思えば文化開花の時期、『瞬く間に自らのリフォームを行い興隆する日本』を西洋はどんな目で見ていたのでしょうか。その歴史上類を見ない現象を理解する手がかりとしてこの日ユ道祖論を作り上げたのだと言われると妙な納得感があります。
この説に関しては、日本人よりも寧ろイスラエルのユダヤ人や西洋人の方が熱心な信徒と言えるのかも知れません。
ユダヤ人の墓には花を捧げるべからず
日本でもキリスト教のヨーロッパでも共通して、墓参りの際には切り花を捧げるのが一般的ですが、ユダヤ人の墓地を歩いていると、その切り花が一切捧げられていないことに気づくはずです。
切った花は死を象徴し、ユダヤ人は死して尚、墓石となって永遠に生き続けるのだからタブーとされているのです。
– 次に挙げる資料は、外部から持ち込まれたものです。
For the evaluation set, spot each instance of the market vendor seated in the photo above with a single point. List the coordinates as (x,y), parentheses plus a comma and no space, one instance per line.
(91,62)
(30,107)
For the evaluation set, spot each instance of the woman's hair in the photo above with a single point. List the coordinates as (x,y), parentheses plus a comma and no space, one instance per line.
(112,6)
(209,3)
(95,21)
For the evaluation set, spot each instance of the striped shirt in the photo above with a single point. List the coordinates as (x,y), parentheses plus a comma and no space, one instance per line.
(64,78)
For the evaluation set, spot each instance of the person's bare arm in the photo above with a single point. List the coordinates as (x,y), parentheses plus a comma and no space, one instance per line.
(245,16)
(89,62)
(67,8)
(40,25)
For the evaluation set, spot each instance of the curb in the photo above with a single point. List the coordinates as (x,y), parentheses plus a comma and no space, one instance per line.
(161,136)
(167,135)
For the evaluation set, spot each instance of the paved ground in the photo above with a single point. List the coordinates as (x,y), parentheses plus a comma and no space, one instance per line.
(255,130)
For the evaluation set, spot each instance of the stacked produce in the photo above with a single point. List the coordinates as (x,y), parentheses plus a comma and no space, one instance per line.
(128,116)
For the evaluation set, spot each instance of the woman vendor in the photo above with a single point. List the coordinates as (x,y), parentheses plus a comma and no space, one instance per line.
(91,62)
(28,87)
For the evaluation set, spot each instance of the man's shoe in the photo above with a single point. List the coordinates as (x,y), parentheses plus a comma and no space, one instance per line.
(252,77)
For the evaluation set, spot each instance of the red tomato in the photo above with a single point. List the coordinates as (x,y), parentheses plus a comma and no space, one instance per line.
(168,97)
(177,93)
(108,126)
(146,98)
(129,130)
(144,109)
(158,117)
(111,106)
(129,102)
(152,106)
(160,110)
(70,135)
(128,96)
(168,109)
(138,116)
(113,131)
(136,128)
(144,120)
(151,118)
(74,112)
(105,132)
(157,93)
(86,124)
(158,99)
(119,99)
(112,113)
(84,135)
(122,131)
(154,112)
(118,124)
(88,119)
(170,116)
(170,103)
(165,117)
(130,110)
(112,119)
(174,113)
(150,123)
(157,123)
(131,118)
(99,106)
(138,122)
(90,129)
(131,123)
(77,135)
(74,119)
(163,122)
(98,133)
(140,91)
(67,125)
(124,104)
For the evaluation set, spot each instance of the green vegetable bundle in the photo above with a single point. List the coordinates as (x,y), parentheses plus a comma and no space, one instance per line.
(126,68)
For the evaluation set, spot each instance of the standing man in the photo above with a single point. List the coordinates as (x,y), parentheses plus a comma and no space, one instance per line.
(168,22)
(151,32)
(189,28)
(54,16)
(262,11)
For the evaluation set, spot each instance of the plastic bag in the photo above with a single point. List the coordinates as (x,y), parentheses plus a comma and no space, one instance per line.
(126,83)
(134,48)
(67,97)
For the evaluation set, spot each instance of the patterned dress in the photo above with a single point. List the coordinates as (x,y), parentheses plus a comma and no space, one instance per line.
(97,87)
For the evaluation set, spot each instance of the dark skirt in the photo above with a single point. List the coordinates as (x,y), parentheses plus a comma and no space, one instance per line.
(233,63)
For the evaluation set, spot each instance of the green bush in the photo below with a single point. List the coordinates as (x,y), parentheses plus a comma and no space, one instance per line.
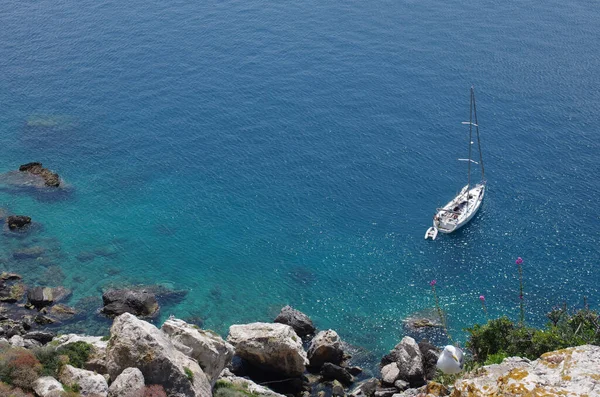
(502,338)
(224,388)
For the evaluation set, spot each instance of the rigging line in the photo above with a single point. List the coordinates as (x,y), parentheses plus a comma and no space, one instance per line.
(478,140)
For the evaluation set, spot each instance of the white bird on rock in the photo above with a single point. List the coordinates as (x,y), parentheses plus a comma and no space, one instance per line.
(451,360)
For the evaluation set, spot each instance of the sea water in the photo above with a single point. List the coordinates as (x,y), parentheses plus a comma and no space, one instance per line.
(256,154)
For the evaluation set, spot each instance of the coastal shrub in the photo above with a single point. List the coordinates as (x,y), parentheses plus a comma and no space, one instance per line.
(154,391)
(19,367)
(8,391)
(501,337)
(53,359)
(224,388)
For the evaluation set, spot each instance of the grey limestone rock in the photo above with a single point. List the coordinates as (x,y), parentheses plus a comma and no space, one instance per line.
(273,347)
(137,343)
(326,346)
(209,349)
(571,372)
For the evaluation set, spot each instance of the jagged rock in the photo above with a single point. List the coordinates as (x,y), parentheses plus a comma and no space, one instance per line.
(89,382)
(401,385)
(366,388)
(11,292)
(326,346)
(209,349)
(337,389)
(129,384)
(274,347)
(430,355)
(137,302)
(331,371)
(409,359)
(390,373)
(246,385)
(40,297)
(17,341)
(136,343)
(43,320)
(570,372)
(385,392)
(61,312)
(47,386)
(50,178)
(17,222)
(41,336)
(299,321)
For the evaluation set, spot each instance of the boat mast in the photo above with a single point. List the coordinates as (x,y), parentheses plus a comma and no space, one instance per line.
(470,138)
(478,141)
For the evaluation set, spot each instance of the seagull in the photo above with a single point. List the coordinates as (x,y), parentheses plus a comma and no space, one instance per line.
(451,360)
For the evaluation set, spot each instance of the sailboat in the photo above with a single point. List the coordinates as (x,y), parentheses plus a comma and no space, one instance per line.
(462,208)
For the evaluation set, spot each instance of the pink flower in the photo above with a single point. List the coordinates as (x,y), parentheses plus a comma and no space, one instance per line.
(519,261)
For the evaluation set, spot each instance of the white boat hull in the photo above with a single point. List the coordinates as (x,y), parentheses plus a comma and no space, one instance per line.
(460,210)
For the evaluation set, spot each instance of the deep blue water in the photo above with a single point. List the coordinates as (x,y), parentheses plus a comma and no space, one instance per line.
(260,153)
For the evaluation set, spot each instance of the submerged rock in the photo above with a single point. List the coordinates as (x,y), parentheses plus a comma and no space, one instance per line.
(40,297)
(209,349)
(137,302)
(137,343)
(50,178)
(18,222)
(273,347)
(301,323)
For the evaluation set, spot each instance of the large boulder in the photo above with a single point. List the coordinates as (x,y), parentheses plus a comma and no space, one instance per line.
(137,302)
(136,343)
(570,372)
(50,178)
(273,347)
(430,355)
(390,373)
(209,349)
(47,386)
(409,360)
(18,222)
(129,384)
(299,321)
(90,383)
(331,371)
(230,381)
(326,346)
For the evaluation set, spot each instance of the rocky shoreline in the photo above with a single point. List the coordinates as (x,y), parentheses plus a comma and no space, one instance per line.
(286,357)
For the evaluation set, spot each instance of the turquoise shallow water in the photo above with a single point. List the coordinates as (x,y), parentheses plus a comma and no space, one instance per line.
(258,154)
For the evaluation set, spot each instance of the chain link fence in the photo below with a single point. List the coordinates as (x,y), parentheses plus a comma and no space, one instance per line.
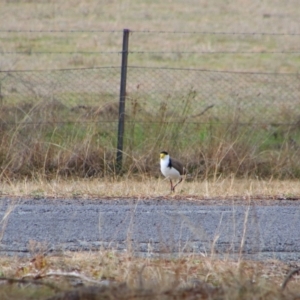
(70,117)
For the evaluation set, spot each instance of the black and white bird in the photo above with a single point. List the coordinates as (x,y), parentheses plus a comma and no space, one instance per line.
(171,168)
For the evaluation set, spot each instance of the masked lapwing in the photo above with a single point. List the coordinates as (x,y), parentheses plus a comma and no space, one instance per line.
(171,169)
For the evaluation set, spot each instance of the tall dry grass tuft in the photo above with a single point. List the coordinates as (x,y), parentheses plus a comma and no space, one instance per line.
(45,137)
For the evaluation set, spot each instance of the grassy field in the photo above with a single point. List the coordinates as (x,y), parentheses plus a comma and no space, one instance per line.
(109,275)
(237,133)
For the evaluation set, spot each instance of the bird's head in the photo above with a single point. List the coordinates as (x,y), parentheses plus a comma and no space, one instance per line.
(163,154)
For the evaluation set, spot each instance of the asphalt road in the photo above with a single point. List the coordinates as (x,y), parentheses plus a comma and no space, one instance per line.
(256,230)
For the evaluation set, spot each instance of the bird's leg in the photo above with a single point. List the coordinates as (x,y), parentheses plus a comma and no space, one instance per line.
(176,184)
(172,188)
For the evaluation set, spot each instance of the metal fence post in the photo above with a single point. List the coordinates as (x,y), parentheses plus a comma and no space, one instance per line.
(122,100)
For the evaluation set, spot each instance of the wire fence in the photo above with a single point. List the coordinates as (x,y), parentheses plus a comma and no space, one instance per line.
(84,101)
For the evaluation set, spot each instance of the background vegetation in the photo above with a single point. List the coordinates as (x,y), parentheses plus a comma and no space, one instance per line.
(59,85)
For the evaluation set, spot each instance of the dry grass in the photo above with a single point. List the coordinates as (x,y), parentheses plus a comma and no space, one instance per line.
(123,276)
(203,16)
(145,187)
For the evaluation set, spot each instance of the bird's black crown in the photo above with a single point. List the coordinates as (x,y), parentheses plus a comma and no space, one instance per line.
(164,152)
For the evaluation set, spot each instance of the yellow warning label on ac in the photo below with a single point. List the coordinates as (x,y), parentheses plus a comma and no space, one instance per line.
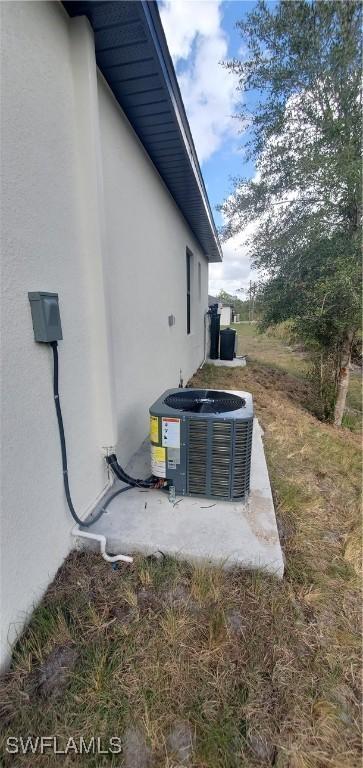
(154,429)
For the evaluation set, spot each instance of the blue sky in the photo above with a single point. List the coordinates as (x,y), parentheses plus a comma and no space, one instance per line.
(200,34)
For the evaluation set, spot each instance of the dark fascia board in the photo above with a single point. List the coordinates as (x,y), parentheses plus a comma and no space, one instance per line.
(193,205)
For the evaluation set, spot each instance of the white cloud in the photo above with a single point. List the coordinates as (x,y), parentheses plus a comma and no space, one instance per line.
(198,44)
(234,272)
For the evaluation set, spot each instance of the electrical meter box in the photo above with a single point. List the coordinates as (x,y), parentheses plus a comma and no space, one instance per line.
(46,316)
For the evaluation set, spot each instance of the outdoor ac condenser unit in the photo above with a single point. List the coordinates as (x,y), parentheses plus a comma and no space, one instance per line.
(201,442)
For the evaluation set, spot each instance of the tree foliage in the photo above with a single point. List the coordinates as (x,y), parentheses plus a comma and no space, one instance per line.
(304,66)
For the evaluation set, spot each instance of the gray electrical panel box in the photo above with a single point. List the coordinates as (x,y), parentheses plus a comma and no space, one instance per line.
(45,315)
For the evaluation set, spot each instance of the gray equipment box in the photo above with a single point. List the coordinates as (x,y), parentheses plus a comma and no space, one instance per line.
(45,315)
(201,442)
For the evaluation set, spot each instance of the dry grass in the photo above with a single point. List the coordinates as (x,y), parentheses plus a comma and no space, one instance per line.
(252,671)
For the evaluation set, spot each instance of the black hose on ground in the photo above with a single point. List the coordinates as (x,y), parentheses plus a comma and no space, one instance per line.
(62,439)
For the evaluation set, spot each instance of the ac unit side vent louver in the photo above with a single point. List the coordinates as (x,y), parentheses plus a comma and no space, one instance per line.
(197,456)
(221,458)
(242,459)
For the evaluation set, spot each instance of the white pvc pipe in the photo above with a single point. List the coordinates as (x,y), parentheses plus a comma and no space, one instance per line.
(102,542)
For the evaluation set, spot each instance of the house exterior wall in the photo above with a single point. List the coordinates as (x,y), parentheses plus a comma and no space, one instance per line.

切り花を捧げる代わりに石を上に積むのだとか。
もちろん生きているのだから、お墓を壊すことは許されません。墓石の移設も厳禁です。
それらが何世紀も何世代も続くとどうなるでしょうか?
当然、敷地が足りなくなるわけです。このプラハの墓地では限られた土地を有効活用するために、上から土を被せて、新しい階層を作り、その上にまたお墓を建ててきたのです。多いところでは12層にもなるのだとか。
墓参りは最後に手を清めて終わりです。日本人も神社を訪れた際には手水でお清めをするので、ユダヤ人も同じようなことをすると知って少し親近感が湧きました。
最後に
ユダヤ人については知れば知るほど謎が深まるばかりです。民族であるかのような語られ方をしますが、ユダヤ教徒を指すのが一般的です(なろうと思えば後天的にもなれる)。
キリスト教文化の中にひっそりと隠されたユダヤ教の習慣は、石製の建築で固められたヨーロッパの強固な外壁とその内側にあるナイーブな心情を思わせます。